Craig Gillies
- Date of birth: 6 May 1976 (age 49)
- Place of birth: Paisley, Renfrewshire, Scotland
- Height: 2.0 m (6 ft 7 in)
- Weight: 112 kg (17 st 9 lb)
- University: Brunel University

Rugby union career
- Position(s): Lock

Senior career
- Years: Team / Apps / (Points)
- 1994–1997: Bath Rugby /  / ()
- 1997–2000: Richmond /  / ()
- 2000–2001: Llanelli /  / ()
- 2001–2002: Gloucester / 2 / ()
- 2002 – 2013: Worcester / 288 / (10)
- Correct as of 23 July 2013

International career
- Years: Team / Apps / (Points)
- 1998 –2008: England A
- Correct as of 5 January 2008

= Craig Gillies =

Scottish rugby union player

Craig Gillies (born 6 May 1976) is a former English rugby union player. His final club was Worcester Warriors in the Aviva Premiership. He played as a lock.

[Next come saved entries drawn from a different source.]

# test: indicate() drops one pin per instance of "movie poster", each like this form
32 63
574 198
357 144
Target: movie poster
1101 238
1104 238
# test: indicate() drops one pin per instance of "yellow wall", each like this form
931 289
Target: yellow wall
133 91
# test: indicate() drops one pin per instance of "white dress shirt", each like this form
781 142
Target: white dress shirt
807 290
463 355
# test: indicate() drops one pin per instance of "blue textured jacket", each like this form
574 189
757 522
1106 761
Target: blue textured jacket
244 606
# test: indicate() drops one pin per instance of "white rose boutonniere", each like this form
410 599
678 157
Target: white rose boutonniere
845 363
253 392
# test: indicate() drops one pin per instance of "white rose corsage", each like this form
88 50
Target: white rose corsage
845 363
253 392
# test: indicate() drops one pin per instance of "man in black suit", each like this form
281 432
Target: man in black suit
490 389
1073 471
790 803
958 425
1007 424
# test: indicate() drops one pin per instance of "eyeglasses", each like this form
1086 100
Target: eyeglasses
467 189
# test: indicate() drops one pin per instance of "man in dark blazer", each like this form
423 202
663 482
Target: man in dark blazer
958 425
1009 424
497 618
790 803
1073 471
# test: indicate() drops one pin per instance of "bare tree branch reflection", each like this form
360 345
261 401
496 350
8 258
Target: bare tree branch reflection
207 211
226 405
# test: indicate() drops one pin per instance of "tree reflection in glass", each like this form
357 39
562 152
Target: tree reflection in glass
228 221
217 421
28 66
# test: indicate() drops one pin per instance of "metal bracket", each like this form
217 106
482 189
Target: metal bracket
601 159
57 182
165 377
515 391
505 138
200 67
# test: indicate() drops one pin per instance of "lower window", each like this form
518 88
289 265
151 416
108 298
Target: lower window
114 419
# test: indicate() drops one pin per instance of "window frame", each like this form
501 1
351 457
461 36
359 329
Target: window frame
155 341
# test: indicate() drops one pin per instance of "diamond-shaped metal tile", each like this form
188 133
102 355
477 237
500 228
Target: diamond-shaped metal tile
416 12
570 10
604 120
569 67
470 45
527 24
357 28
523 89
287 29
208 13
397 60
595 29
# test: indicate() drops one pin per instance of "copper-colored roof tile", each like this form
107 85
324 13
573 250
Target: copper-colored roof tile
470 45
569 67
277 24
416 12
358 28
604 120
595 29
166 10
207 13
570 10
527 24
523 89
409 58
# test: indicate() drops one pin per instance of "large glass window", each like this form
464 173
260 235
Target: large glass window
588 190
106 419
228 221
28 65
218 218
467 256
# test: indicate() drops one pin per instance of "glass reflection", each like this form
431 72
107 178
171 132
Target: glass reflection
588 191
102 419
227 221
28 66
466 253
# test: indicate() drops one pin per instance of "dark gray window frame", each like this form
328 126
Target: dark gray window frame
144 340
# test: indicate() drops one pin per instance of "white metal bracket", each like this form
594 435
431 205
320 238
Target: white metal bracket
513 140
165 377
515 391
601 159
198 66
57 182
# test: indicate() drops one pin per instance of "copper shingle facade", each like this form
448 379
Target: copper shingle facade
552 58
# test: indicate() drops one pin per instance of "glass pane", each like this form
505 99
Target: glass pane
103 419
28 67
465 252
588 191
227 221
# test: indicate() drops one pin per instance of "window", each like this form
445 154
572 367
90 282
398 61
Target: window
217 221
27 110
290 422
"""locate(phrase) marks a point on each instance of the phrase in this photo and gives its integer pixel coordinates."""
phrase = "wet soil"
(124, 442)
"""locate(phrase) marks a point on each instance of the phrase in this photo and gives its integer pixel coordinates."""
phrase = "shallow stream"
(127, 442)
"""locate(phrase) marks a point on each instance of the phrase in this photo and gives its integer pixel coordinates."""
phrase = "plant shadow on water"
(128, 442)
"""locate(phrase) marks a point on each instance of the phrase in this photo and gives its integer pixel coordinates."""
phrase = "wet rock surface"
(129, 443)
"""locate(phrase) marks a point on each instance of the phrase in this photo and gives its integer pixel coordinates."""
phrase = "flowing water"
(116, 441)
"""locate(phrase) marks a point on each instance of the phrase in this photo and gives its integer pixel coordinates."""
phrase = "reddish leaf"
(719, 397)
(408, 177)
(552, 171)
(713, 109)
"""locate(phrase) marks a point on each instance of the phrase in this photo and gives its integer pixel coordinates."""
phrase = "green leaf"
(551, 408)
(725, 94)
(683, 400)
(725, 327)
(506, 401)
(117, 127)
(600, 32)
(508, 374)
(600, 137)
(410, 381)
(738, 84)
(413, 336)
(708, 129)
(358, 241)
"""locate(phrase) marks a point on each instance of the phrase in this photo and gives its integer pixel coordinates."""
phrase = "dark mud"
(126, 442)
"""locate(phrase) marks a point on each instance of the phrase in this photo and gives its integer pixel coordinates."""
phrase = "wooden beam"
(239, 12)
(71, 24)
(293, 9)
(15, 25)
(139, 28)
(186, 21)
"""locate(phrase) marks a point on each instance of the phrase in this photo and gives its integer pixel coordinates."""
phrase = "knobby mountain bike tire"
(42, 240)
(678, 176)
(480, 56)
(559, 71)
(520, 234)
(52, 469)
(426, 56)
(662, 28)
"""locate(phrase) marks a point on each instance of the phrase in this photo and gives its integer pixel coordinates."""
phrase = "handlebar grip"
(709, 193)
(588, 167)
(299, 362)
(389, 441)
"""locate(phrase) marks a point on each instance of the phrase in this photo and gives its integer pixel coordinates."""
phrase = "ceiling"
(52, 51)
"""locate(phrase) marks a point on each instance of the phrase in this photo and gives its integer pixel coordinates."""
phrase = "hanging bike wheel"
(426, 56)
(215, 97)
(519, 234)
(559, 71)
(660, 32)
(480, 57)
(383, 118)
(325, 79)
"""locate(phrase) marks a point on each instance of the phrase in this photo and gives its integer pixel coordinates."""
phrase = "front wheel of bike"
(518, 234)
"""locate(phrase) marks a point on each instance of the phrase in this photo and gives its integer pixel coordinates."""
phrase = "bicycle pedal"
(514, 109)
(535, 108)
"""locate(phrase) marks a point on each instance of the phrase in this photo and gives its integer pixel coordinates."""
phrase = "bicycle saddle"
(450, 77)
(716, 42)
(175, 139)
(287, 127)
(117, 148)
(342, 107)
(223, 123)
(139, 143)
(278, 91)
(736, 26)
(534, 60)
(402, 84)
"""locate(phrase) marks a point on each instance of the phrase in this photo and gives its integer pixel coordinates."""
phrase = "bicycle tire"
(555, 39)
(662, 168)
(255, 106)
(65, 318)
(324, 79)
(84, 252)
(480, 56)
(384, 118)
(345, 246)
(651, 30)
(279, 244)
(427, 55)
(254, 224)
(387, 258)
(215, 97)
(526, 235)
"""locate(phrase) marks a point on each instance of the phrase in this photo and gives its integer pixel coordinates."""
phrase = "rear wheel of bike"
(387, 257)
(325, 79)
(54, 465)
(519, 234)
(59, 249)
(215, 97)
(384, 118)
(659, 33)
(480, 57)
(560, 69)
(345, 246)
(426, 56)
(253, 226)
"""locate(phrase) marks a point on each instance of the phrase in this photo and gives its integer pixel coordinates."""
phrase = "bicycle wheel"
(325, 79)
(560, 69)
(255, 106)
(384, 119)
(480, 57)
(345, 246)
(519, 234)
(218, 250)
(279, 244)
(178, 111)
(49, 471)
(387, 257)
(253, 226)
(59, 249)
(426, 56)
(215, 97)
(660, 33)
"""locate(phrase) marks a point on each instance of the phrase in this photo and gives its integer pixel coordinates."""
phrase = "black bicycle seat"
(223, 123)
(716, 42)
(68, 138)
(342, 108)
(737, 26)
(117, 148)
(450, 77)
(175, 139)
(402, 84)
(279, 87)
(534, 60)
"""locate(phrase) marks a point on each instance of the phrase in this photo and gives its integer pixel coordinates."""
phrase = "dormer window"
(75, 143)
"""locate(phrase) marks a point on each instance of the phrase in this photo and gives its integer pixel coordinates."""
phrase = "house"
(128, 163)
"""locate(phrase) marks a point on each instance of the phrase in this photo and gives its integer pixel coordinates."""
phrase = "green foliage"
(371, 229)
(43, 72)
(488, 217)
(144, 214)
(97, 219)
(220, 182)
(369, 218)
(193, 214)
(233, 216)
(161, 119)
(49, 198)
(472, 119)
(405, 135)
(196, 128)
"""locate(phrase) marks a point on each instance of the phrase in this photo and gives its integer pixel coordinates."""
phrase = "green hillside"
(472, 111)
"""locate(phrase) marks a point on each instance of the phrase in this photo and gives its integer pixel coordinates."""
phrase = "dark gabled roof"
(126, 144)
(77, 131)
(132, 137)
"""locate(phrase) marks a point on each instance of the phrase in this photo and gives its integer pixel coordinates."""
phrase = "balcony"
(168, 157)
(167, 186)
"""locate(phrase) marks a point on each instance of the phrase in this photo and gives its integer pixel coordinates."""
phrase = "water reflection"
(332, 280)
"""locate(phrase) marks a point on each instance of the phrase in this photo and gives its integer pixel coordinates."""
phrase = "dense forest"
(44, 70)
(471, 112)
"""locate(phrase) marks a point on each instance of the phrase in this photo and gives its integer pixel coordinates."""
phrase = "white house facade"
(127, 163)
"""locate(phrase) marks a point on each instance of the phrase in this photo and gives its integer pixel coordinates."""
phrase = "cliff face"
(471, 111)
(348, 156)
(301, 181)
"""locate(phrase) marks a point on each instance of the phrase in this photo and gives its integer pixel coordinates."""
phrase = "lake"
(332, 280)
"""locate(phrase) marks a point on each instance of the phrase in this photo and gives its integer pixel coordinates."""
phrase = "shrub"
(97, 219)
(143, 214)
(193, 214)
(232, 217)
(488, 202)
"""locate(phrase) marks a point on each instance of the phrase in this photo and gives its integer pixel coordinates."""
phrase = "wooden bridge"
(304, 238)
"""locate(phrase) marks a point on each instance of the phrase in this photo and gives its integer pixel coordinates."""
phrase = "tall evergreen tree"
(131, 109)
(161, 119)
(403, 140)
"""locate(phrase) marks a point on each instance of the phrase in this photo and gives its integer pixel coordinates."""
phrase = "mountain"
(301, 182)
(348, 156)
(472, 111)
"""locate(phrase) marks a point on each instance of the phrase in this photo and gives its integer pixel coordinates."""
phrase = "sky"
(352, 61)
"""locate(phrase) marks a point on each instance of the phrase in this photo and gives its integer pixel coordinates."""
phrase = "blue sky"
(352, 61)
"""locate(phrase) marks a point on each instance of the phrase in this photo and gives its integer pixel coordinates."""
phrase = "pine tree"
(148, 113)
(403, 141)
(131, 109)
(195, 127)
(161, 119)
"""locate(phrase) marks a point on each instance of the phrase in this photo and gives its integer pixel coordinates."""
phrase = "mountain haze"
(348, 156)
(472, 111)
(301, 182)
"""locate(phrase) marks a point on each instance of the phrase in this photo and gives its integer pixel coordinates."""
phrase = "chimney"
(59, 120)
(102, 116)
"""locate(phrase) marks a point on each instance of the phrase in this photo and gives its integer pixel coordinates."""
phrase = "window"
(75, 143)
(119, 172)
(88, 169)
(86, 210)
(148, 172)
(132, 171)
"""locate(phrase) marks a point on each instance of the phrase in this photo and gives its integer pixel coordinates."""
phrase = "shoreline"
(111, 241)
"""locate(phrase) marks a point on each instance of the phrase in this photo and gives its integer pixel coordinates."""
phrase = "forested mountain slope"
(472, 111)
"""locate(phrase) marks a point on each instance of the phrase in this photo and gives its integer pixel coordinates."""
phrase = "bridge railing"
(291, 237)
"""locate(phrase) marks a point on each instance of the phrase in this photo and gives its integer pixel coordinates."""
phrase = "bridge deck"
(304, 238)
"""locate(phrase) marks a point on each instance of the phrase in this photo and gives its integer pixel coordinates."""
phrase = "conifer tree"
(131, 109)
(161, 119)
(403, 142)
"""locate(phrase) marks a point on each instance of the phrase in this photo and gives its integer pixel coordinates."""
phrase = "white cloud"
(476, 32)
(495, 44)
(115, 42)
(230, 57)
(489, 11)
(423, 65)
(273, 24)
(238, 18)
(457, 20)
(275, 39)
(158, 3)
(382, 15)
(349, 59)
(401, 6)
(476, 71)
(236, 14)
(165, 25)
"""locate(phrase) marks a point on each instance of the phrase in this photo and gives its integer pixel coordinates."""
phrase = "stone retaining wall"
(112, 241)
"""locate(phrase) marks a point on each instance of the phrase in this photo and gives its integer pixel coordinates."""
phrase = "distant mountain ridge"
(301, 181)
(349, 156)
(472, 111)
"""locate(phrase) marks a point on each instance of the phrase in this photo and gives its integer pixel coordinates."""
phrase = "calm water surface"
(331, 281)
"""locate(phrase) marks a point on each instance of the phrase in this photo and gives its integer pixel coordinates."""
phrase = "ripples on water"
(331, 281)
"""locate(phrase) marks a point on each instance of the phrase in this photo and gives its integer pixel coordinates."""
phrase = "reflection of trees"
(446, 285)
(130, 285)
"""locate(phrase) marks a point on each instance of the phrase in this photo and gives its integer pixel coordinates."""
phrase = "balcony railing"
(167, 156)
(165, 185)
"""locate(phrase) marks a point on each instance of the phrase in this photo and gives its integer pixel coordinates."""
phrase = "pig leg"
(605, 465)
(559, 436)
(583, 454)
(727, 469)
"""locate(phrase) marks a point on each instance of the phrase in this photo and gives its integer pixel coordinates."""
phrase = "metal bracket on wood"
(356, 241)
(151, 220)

Gillies was born in Paisley and grew up in Tiverton, Devon. He joined Bath Rugby following a trial in April 1994 and made three first team appearances during the 1995–1996 season. He moved on to join Richmond for the 1997–1998 season with the then Bath coach Andy Robinson feeling that the club's signing of the Argentinian international German Llanes would prevent Gillies from getting the sufficient game time to allow him to fully develop his potential. Gillies moved on to join Llanelli before signing for Gloucester in 2001/02 and then Warriors in the summer of 2002. Whilst at Gloucester he was a replacement in the 2002 Zurich Championship Final (the year before winning the play-offs constituted winning the English title) in which Gloucester defeated Bristol.

Gillies - who is the leading appearance maker at Worcester in the modern era after beating the previous record of 222 held by Tony Windo - was a key part of the unbeaten National Division One promotion winning team of 2003/04.

The giant lock is widely regarded as one of the best line-out takers in the top-flight and won England A honours in 2000.

A leading figure both on and off the field, Gillies made twenty-nine appearances during the 2009/10 campaign – more than any other Warrior.

Gillies excelled again for Warriors in the RFU Championship during 2010/11, making twenty-eight appearances to cement a key role in the pack

The second row agreed a new two-year deal in 2011 and is keen to continue to dominate the airwaves for Warriors.

He retired from Rugby in 2013.

Gillies lost all his body hair to alopecia in 2002.